Isabelle Huppert delights in light crime-comedy ‘The Godmother’

Glassy eyed: Isabelle Huppert plays a cop-turned-crim in the comedy ‘The Godmother’.

THE GODMOTHER (104 minutes; subtitled) M
As we all know by now post-Breaking Bad it’s not always greed that pushes people into criminal activity but sheer necessity.

That’s the case with the wonderfully named Patience Portefeux (Isabelle Huppert), a translator who transcribes tapped phone lines, providing critical information to her colleagues in the French narcotics squad so they can raid apartments and seize drugs.

With her frail mum in expensive care and pressure from her building manager to pay her fees Patience hits upon a brilliantly loopy scheme; rather than pass on valuable information about an especially lucrative drug deal she uses it to acquire a huge amount of hashish.

Storing it securely in her building’s strong room, she dons a disguise and starts making deals with the low lifes she’s meant to be informing on.

It’s an amusingly hairy proposition for Precious as she tries maintaining her cover while negotiating with slow-witted criminals who wouldn’t blink if a brick dropped on their head.

Complicating matters is that her adoring partner Phillippe (Hippolyte Girardot) also happens to be in charge of the narc squad, and when he inevitably gets wind of this swish new arrival on the drug scene he doubles down in trying to nab her.

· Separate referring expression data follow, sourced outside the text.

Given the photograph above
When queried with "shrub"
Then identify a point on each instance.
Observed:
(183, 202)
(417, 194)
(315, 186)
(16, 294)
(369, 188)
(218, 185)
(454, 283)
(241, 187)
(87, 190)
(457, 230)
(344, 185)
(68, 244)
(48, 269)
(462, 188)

While keeping a playful lightness of touch throughout, director Jean-Paul Salomé – who co-wrote the screenplay with Hannelore Cayre, author of the novel the film is based upon – doesn’t press down on the comedy pedal as hard as an American director probably would.

This allows him to tease out the comic nuances as Patience tries balancing her life as a cop with her new side-gig as a drug trafficker, building to a nifty, well-directed sequence where Phillippe and his team start closing in on their mysterious new drug kingpin.

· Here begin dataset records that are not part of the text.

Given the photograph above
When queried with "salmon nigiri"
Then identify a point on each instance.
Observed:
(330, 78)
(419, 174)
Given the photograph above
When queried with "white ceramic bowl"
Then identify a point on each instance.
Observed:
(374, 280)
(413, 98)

As usual, Huppert is splendid, easily selling Patience as a woman forced to conceal her desperation behind a veil of feigned confidence.

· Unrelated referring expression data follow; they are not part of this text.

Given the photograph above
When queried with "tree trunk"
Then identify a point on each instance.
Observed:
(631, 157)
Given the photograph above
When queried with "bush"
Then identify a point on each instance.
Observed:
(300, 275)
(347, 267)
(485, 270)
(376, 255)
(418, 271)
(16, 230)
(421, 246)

And as well as being one of France’s most accomplished actresses, Huppert, now 68, is also one of its most beautiful and, like Catherine Deneuve, 77, has aged like fine wine.

Here she plays a character about 20 years younger and she pulls it off, admittedly with the help of a little make-up and some generous lens filters. Oh, and no facework, apparently.

The only snag with the film is the dull title. Internationally the film is known as Mama Weed. Why on Earth wouldn’t you go with that?